In other news, the topic of class size at Hillendale Elementary School for third graders was addressed again – as it was at last week’s work session. Several parents spoke to the board to address the excessive number of students in classes and the need for an additional language arts’ section and the impact it will have on PSSA preparedness in March. The request is to reduce class size to allow teachers to spend more time on individualized instruction and support the students’ needs.

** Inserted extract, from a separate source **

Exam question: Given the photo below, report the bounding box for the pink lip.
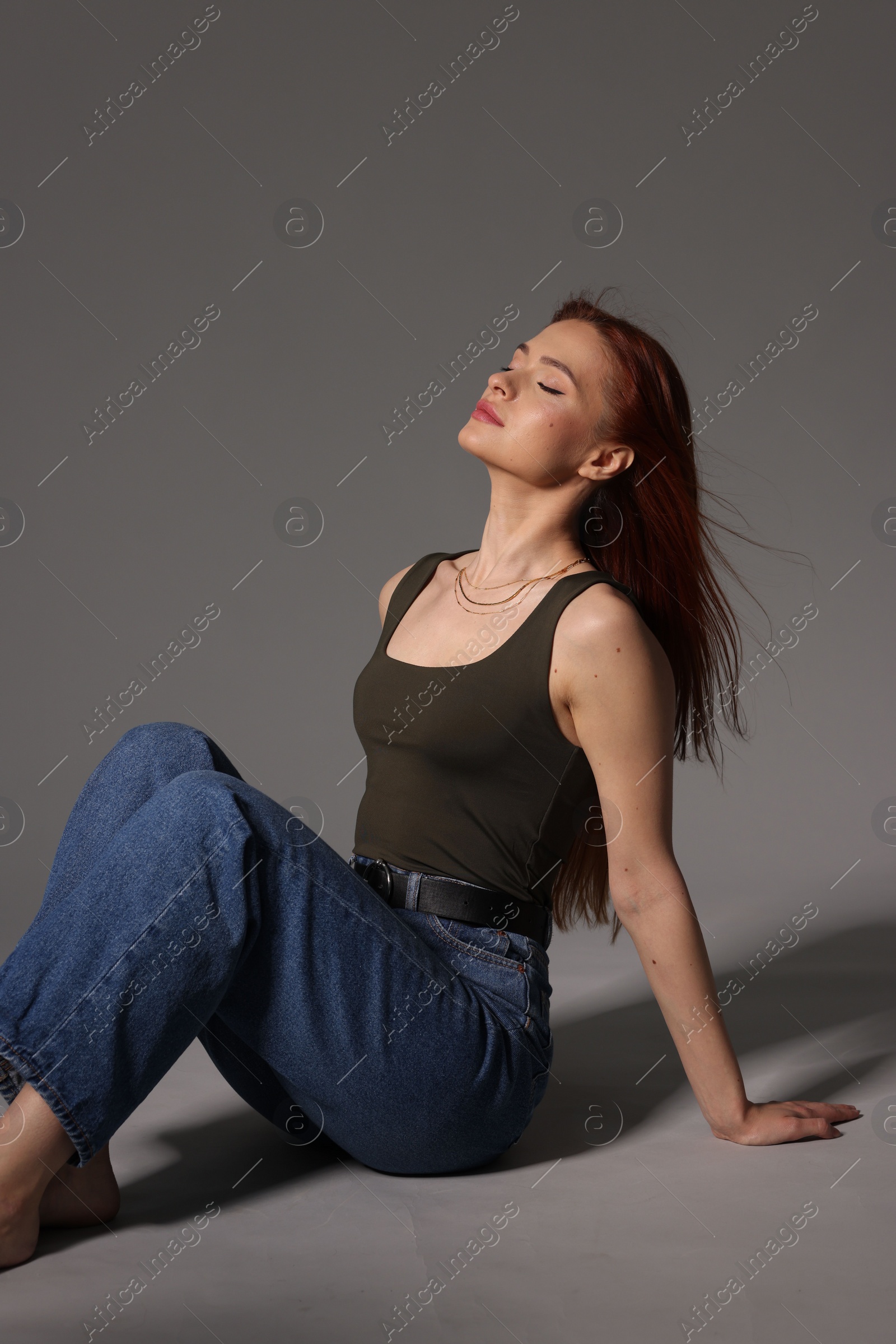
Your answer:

Dupuis responded by saying, “There are two issues, the immediate relief to the language arts’ section and the bigger issue of limits to class size in general. To the latter, that’s a budget issue that will be addressed as part of the normal annual budget exploration process which typically begins in January. So for subsequent school years that’s when that issue will be addressed and as far as the immediate issue of language arts, again, I know that this was brought up in the spring and was brought up early in this fall and was brought up again. I’ve asked the administration to bring specific information to our curriculum and education technology meeting in November on, again, the rationale on their current position and/or if they are in a position to reconsider a different position with regards to the language arts’ section.”

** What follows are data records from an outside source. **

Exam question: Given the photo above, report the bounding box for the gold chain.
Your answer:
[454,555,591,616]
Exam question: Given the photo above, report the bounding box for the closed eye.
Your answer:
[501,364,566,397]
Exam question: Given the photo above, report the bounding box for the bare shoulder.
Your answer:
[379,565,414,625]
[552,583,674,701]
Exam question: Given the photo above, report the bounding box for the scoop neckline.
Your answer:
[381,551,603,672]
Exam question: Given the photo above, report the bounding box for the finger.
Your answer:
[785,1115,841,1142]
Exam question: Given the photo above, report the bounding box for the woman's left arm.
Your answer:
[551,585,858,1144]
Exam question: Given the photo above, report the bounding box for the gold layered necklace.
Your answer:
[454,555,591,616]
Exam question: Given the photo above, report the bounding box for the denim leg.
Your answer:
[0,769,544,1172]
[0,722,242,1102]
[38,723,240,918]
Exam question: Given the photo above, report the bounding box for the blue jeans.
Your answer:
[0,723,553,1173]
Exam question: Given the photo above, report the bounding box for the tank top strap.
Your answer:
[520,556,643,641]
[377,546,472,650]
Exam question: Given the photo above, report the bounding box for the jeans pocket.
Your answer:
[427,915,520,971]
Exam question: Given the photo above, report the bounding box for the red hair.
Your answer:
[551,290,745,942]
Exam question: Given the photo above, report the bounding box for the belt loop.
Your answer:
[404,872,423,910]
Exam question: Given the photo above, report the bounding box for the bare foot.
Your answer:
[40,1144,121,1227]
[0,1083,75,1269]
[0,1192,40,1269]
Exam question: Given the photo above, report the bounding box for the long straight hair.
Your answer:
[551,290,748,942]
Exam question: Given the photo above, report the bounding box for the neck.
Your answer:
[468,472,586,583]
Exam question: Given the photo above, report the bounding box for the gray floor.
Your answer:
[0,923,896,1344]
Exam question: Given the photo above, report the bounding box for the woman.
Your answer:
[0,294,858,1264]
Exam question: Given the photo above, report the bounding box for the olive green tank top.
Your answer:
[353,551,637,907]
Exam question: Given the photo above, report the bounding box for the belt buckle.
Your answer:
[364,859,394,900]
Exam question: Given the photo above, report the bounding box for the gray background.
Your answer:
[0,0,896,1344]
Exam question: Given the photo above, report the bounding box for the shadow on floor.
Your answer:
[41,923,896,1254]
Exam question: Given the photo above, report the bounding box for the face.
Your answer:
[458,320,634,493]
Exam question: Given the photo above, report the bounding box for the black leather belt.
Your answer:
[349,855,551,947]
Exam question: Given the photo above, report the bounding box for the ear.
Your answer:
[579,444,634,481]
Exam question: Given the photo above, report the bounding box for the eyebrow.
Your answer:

Do responded by informing the board that she was concerned with the length of time and that “relief is needed much sooner than that.”

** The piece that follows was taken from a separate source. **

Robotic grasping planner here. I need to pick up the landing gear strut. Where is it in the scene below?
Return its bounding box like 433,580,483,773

Sanville agreed and said it was simple to start the process of a potential opening for an additional teacher.
Hellrung argued that class size was a recurring issue and he cautioned the board that more teachers and more classrooms could ultimately lead to more schools. He mentioned that he read the packet that the Hellendale parents provided and also cautioned that the information comes from an advocacy group.
On a very different note, a senior at Unionville High School spoke on the issue of weapons in cars on school property and is in opposition of the current zero tolerance policy. He informed the board that he has a multi-tool that includes a straight blade a serrated knife in his car at the very moment he was speaking. He explained that the difference between a tool and a weapon is the person holding it.
Sanville mentioned that there will be a community forum on schools and student safety on November 13 and urged the students to attend to voice their opinions.
The next board meeting (work session) will be held at the district office on November 9, at 7:00 p.m. All board documents can be found on www.ucfsd.org.